“All things in the world are two. In our minds we are two, good and evil. With our eyes we see two things, things that are fair and things that are ugly… We have the right hand that strikes and makes for evil, and we have the left hand full of kindness, near the heart. One foot may lead us to an evil way, the other foot may lead us to a good. So are all things two, all two. “~Eagle Chief (Letakos-Lesa) – Pawnee~
Pawnee history can be traced over seven hundred years, when they lived along the North Platt River in Nebraska, when there were over 10,000 members…The Tribe then, as it is now, was composed of four distinct bands: the Chaui “Grand”; the Kitkehahki, “Republican”; the Pitahawirata, “Tappage”; and Skidi, “Wolf”. Each band went on separate hunts and often fought separate battles.
The Pawnee villages consisted of dome-shaped, earth-covered lodges with a diameter of 25 to 60 feet with a long entrance leading towards the East. A center pit dug three to four feet in diameter served as a fireplace. These lodges housed extended families. Pawnees dressed similar to other plains tribes; however, the Pawnees had a special way of preparing the scalp lock by dressing it with buffalo fat until it stood erect and curved backward like a horn.
The Pawnees were well known for their ability to raid neighboring tribes and acquire their horses. They set out on foot and brought back hundreds of horses, especially from the tribes to the South and Southwest. Horses gave the Pawnees the mobility that made them a name to be feared by their enemies…Pawnee warriors were men of courage and great endurance. Even when outnumbered and outgunned, they fought valiantly. Some of these warrior feats were considered legendary.
Although the Pawnees never waged open war against the U.S. Government and were classified as a “friendly tribe”, extra privileges were not gained. The government felt the need to placate warring tribes with gifts, which sometimes consisted of rifles to hunt buffalo. These rifles were in turn used against other tribes, including the Pawnees, who were not so fortunately armed.
Before the middle of the 19th century, the Tribe was stricken with smallpox and cholera. A great loss of life occurred and by 1900, the tribe”s membership was decreased to approximately 600.
The Pawnees unwillingly ceded their lands to the U.S. Government in 1833, 1848, 1857 and 1872. The move from Nebraska to what is now Pawnee County was completed in 1875.
The Pawnee Indian Agency was established just east of the present site of the City of Pawnee and an Indian boarding school, called Pawnee Industrial School, was built. The school affectionately known as “Gravy U” was closed in 1958 and the land was returned to the tribe in 1968.
Tribalpedia’s Questions for Comprehension and Discussion
1. In what area of the United States did the Pawnee first live?
2. During that time, how many members were there?
3. The Pawnee wore clothing similar to the other plains tribes with the exception of one difference. What was this difference?
4. The Pawnee raided other tribes and took which animals?
5. The U.S. Government saw the Pawnee as what type of tribe?
6. Ancestral descent is traced through which parent?

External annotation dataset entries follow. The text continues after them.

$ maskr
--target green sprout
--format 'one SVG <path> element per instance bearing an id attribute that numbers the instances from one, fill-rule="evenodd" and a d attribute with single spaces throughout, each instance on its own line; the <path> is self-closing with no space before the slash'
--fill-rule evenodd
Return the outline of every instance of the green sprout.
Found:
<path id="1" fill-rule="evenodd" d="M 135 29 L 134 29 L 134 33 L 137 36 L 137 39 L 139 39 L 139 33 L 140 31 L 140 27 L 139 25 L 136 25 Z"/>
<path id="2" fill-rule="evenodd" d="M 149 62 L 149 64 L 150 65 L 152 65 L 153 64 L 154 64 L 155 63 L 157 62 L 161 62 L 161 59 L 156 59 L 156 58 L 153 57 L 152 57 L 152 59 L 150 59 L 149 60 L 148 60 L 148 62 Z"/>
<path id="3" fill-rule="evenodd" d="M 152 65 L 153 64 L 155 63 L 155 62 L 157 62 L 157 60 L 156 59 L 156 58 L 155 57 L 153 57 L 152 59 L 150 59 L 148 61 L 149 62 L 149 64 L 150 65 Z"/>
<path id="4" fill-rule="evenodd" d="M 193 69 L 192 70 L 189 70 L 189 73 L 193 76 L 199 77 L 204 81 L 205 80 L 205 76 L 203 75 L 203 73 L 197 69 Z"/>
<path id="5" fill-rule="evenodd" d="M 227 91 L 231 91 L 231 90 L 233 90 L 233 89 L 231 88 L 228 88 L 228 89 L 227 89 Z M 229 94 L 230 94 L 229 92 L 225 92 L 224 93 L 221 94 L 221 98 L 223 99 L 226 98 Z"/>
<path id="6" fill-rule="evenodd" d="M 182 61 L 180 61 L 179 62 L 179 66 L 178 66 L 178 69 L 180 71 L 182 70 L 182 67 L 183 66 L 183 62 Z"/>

Today, many of the old “Gravy U” buildings have been renovated and are now used as tribal offices and are the home to the Pawnee Nation College, established in 2006.
The tribal enrollment is a little over 2,500 members and Pawnees can be found in all areas of the United States… Pawnees take much pride in their ancestral heritage. They are noted in history for their tribal religion, rich in myth, symbolism and elaborate rites.
Tribal Board members
The Pawnee Business Council is the supreme governing body of the Pawnee Tribe of Oklahoma… The Executive Office works closely with the Pawnee Business Council (PBC) in providing support in developing strategic direction…The Pawnee are a matrilineal people. Ancestral descent is traced through the mother, and, traditionally, a young couple moved into the bride’s parents’ lodge. People work together in collaborative ways, marked by both independence and cooperation, without coercion. Both women and men are active in political life, with independent decision-making responsibilities.
Acee Blue Eagle- artist and educator
John EchoHawk, lawyer and founder of the Native American Rights Fund
Kevin Gover, director of the National Museum of the American Indian.
A Pawnee Legend
Tirawa Atius is the lord of all things and it is he alone who determines fate. At the beginning of the world, he set a large bull buffalo in the sky to the far northwest. With the passage of each year, the bull loses one hair; when all these hairs are gone, the world will end. As that hair falls, there will be widespread meteor showers, and the sun and moon will become dim.
In the beginning, Tirawa Atius appointed the North Star and the South Star to control fate. The North Star once spoke directly to the Pawnee and told them that the South Star moved just a little bit to the north with each passing year. When the South Star catches up with the North Star, then the world will end.
The command for the final destruction of the world is in the hands of the four gods of the directions. The West will issue the command that the world be destroyed and the East will obey. Then the stars in heaven will fall to the new earth and become people. The people left in this world at the time of destruction will fly high into the sky and become stars themselves.